I found myself writing a long-winded answer to this question on StatsExchange, so I wanted to repost here for future reference.

Fixed effects are for removing unobserved heterogeneity BETWEEN different groups in your data.

If your dependent variable is affected by unobservable variables that systematically vary across groups in your panel, then the coefficient on any variable that is correlated with this variation will be biased. Unless your X variables have been randomly assigned (which will always be the case with observation data), it is usually fairly easy to make the argument for omitted variables bias. In these cases, it is usually a good idea to use a fixed-effects model.

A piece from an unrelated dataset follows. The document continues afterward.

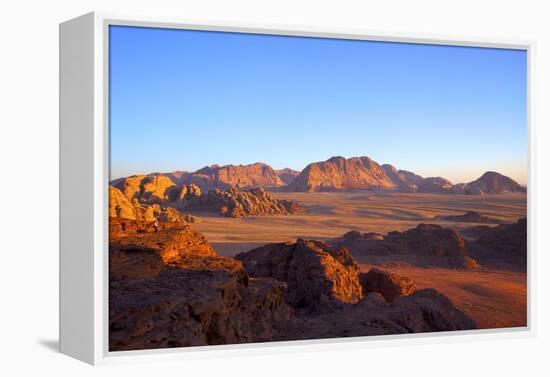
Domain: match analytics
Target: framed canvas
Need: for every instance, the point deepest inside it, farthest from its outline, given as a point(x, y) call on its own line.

Clustered standard errors are for accounting for situations where observations WITHIN each group are not i.i.d. (independently and identically distributed).

A classic example is if you have many observations for a panel of firms across time. You can account for firm-level fixed effects, but there still may be some unexplained variation in your dependent variable that is correlated across time. In general, when working with time-series data, it is usually safe to assume temporal serial correlation in the error terms within your groups. These situations are the most obvious use-cases for clustered SEs.

Some illustrative examples:

If you have experimental data where you assign treatments randomly, but make repeated observations for each individual/group over time, you would be justified in omitting fixed effects, but would want to cluster your SEs.

Alternatively, if you have many observations per group for non-experimental data, but each within-group observation can be considered as an i.i.d. draw from their larger group (e.g., you have observations from many schools, but each group is a randomly drawn subset of students from their school), you would want to include fixed effects but would not need clustered SEs.